The small stories that still stick in your memory have a resonance of their own. Trust them.

Your biggest stories will often have less to do with their subject than with their significance—not what you did in a certain situation, but how that situation affected you and shaped the person you became.

25. Write as Well as You Can

to succeed you must make your piece jump out of a newspaper or a magazine by being more diverting than everyone else’s piece. You must find some way to elevate your act of writing into an entertainment.

We know that verbs have more vigor than nouns, that active verbs are better than passive verbs, that short words and sentences are easier to read than long ones, that concrete details are easier to process than vague abstractions.

If you would like to write better than everybody else, you have to want to write better than everybody else.
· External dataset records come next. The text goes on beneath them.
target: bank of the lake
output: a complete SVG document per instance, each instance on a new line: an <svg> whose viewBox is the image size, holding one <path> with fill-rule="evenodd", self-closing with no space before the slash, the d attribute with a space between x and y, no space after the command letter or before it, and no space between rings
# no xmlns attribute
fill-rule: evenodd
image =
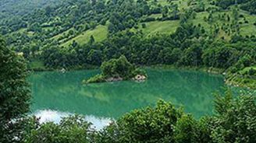
<svg viewBox="0 0 256 143"><path fill-rule="evenodd" d="M222 75L224 78L225 83L228 85L235 87L247 88L248 89L256 89L256 77L242 76L236 74L231 74L227 70L208 67L190 67L190 66L175 66L157 65L153 66L144 67L145 68L154 69L180 69L189 71L200 71L215 75Z"/></svg>

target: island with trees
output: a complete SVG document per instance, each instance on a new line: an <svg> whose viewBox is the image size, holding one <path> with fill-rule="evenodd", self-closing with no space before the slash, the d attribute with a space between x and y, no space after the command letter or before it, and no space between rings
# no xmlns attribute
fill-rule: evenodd
<svg viewBox="0 0 256 143"><path fill-rule="evenodd" d="M101 69L101 74L87 80L84 80L83 83L117 82L123 80L144 81L148 78L144 70L136 68L123 55L119 58L112 58L103 62Z"/></svg>

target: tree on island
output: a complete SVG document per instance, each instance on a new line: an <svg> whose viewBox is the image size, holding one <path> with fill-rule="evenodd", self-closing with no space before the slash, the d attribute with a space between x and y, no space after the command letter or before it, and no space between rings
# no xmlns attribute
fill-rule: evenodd
<svg viewBox="0 0 256 143"><path fill-rule="evenodd" d="M108 61L103 62L101 69L101 74L84 81L84 82L115 82L129 79L144 80L147 78L145 71L136 68L123 55L117 59L112 58Z"/></svg>

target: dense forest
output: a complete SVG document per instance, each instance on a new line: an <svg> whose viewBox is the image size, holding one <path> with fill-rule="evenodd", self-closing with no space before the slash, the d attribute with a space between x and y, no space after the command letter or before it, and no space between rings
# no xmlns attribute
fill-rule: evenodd
<svg viewBox="0 0 256 143"><path fill-rule="evenodd" d="M256 142L251 95L216 96L215 113L199 120L160 100L97 131L80 116L27 116L26 80L31 70L105 69L125 57L129 66L219 70L255 89L254 0L2 0L0 9L0 142Z"/></svg>

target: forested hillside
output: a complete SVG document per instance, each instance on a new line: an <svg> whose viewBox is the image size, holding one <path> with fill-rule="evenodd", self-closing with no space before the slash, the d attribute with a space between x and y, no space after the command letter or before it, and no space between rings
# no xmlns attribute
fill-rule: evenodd
<svg viewBox="0 0 256 143"><path fill-rule="evenodd" d="M139 65L228 69L247 77L245 82L255 75L253 0L55 3L17 15L15 23L1 22L7 44L23 54L31 68L99 66L123 54ZM229 81L240 80L233 75Z"/></svg>

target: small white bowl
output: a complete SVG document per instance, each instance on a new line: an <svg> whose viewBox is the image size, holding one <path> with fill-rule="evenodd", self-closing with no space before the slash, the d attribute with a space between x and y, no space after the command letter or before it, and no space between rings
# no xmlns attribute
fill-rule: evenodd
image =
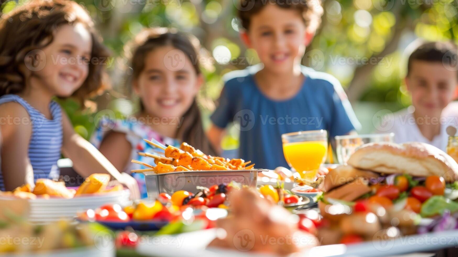
<svg viewBox="0 0 458 257"><path fill-rule="evenodd" d="M306 190L311 189L313 188L312 187L308 185L304 185L301 186L296 187L291 190L292 193L294 193L295 195L299 196L302 196L303 197L307 197L310 199L311 202L315 201L314 200L315 197L318 195L318 193L320 192L304 192Z"/></svg>

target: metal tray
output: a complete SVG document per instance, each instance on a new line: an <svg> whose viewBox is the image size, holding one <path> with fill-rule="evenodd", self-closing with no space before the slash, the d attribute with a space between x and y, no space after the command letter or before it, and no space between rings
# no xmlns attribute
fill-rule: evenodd
<svg viewBox="0 0 458 257"><path fill-rule="evenodd" d="M253 169L238 170L180 171L156 174L144 172L148 198L155 199L161 193L169 195L180 190L195 193L197 186L209 188L212 185L231 181L256 187L258 172L267 170Z"/></svg>

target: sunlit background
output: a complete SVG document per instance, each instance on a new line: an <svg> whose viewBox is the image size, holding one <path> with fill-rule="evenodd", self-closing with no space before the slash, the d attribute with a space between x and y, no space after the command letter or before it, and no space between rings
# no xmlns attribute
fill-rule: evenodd
<svg viewBox="0 0 458 257"><path fill-rule="evenodd" d="M123 74L129 70L123 46L144 27L173 27L191 33L213 56L204 67L206 83L200 97L206 125L222 87L222 76L258 61L239 38L236 0L78 2L91 13L114 56L109 71L112 89L94 99L96 106L82 111L71 101L62 103L76 131L86 138L98 112L111 109L121 117L136 111L135 99L124 89ZM22 2L4 2L2 11L8 12ZM418 39L457 41L456 1L325 0L323 5L322 25L303 63L340 81L363 125L361 133L373 130L372 117L377 111L395 111L410 104L402 78L412 42ZM223 142L225 149L238 147L237 130L230 131Z"/></svg>

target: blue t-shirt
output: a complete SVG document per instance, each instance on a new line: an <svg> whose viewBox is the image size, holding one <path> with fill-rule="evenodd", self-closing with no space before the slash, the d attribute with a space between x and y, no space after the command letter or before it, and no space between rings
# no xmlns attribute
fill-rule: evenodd
<svg viewBox="0 0 458 257"><path fill-rule="evenodd" d="M240 130L239 156L259 168L288 167L281 135L326 129L331 138L359 129L360 125L340 83L333 76L302 67L302 88L289 100L273 100L259 89L258 66L234 71L223 78L219 105L211 117L225 128L234 122Z"/></svg>

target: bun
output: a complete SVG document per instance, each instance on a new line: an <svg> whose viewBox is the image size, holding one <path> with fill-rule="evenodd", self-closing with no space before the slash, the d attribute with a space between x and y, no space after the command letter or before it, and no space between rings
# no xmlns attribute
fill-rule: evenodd
<svg viewBox="0 0 458 257"><path fill-rule="evenodd" d="M366 170L361 170L350 165L340 165L332 170L326 175L322 189L329 191L344 184L350 182L358 177L370 179L376 179L379 174Z"/></svg>
<svg viewBox="0 0 458 257"><path fill-rule="evenodd" d="M458 179L457 162L439 148L424 143L367 144L357 150L347 163L382 173L439 176L447 182Z"/></svg>
<svg viewBox="0 0 458 257"><path fill-rule="evenodd" d="M368 184L368 179L365 178L357 178L351 182L327 192L324 195L324 199L327 201L328 198L354 201L372 190Z"/></svg>

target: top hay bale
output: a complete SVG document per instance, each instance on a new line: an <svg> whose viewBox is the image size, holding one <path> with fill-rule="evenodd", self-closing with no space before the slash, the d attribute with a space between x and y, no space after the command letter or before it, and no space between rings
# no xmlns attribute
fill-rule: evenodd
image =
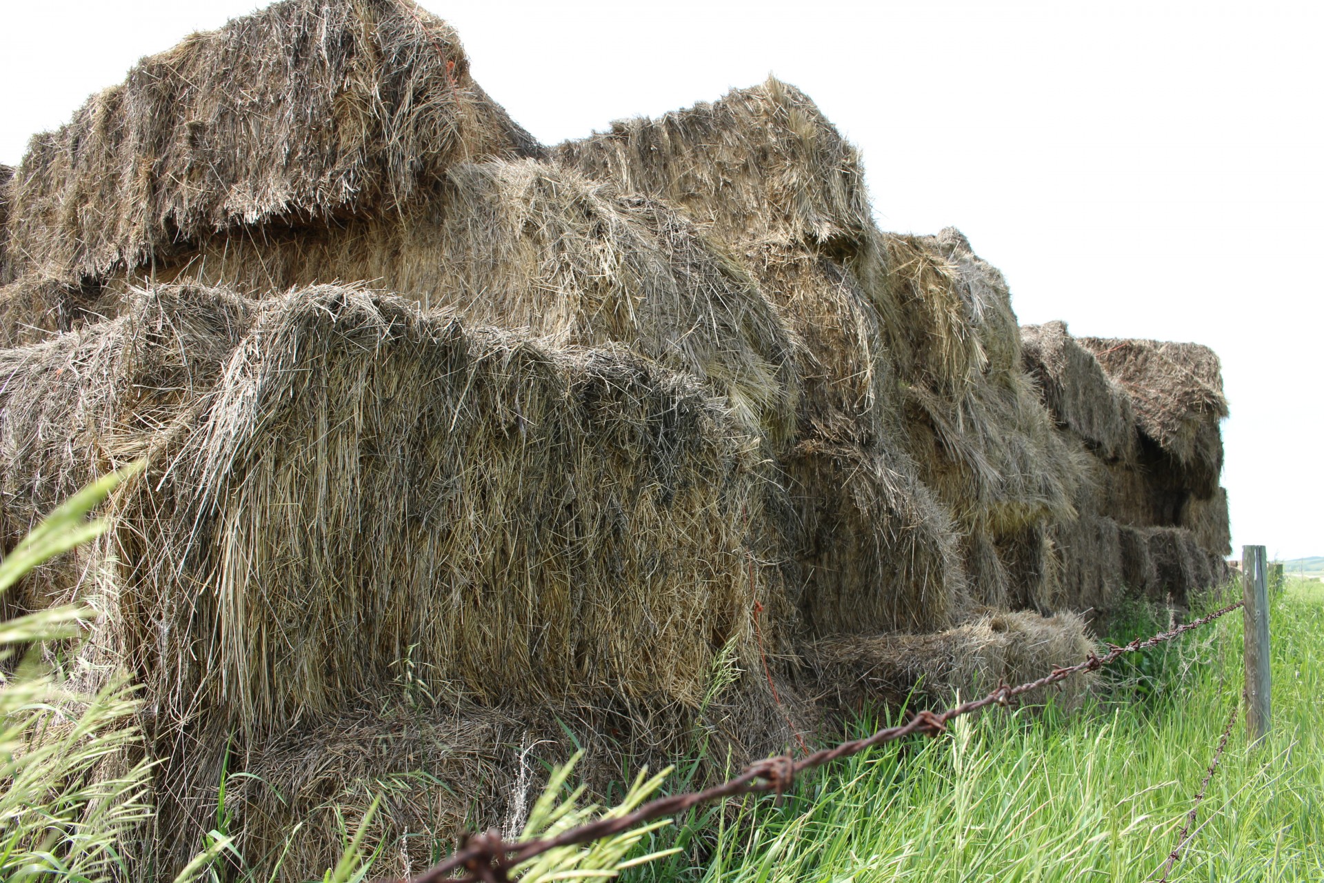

You must take an obsessive pride in the smallest details of your craft.

Remember that the craft of nonfiction writing involves more than writing. It also means being reliable. Editors will properly drop a writer they can’t count on.

An editor’s hand must also be invisible. Whatever he adds in his own words shouldn’t sound like his own words; they should sound like the writer’s words.

A good editor likes nothing better than a piece of copy he hardly has to touch. A bad editor has a compulsion to tinker, proving with busywork that he hasn’t forgotten the minutiae of grammar and usage.

If you allow your distinctiveness to be edited out, you will lose one of your main virtues. You will also lose your virtue.

Clarity is what every editor owes the reader. An editor should never allow something to get into print that he doesn’t understand.

What you write is yours and nobody else’s. Take your talent as far as you can and guard it with your life. Only you know how far that is; no editor knows. Writing well means believing in your writing and believing in yourself, taking risks, daring to be different, pushing yourself to excel. You will write only as well as you make yourself write.